Mit "Peter Holtz. Sein glückliches Leben, erzählt von ihm selbst" hat Ingo Schulze einen Simplicissimus des Ostens erfunden. Das Thema ist bei dem 1962 in Dresden geborenen und seit Langem in Berlin lebenden Autor nicht neu. In fast allen seinen Büchern ("Simple Storys", "Neue Leben", "Adam und Evelyn") umkreist er sein Trauma. Denn Schulze gehört, wie Christa Wolf und Heiner Müller, zu jenen DDR-Intellektuellen, die lieber ihr marodes System ein bisschen mit Freiheitsrechten aufgehübscht und den Sozialismus bewahrt hätten, als sich von der Bundesrepublik umarmen und erdrücken zu lassen. Politischer Schnee von gestern, der unzählige Male beschrieben worden ist. Doch diesmal versucht es Ingo Schulze mit einem Schelm, der Ideologen auslacht und Politikern die Zunge zeigt.

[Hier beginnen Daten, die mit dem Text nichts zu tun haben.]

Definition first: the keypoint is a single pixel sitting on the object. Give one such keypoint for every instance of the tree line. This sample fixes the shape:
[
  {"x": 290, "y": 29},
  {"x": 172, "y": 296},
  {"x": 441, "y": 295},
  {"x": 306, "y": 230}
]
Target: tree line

Peter Holtz, eine Mischung aus Till Eulenspiegel und Forrest Gump, unternimmt alles, um ins Abseits gestellt zu werden, und fällt doch immer wieder auf die Füße. Und wenn mal was richtig schief läuft, zieht er sich wie Münchhausen selbst aus dem Sumpf. Weil seine Eltern nach dem Mauerbau in den Westen abhauen, wird er zum Waisenkind, wächst im Heim und später bei Pflegeeltern auf. Als Jugendlicher taucht er in der Künstler- und Dissidenten-Szene Ostberlins unter. Er erfindet nebenbei den DDR-Punk und lässt sich, weil es nun mal nicht anders geht, mit der Stasi ein. Wichtiger ist ihm ein williges schönes Mädchen und ein ordentlicher Orgasmus. Als die Mauer fällt, sorgt er sich um seine Privat-Idylle. Doch weil alle ihn lieben und ihm das Geld hinterherwerfen, dreht er im neuen Deutschland am großen Rad, sammelt Kunst, Aktien und Häuser wie andere Briefmarken. Zum Problem des Träumers wird es, wie er den Reichtum, für den er keinen Finger krümmte, wieder los wird.

Peter Holtz ist eine absurde Figur und ein von Dauerwitzelei getriebener Erzähler. Das ist unterhaltsam und oft recht subversiv. Aber eigentlich tut der unnötig ausufernde Roman niemandem weh. Dass der Kapitalismus die Menschen ausbeutet und verblödet: geschenkt. Aber dass die DDR nur ein lächerliches Monster und die Diktatur ein niedliches Kuscheltier gewesen sein soll, mit dem man neckische Spielchen treiben konnte, glaubt Ingo Schulze hoffentlich nicht im Ernst.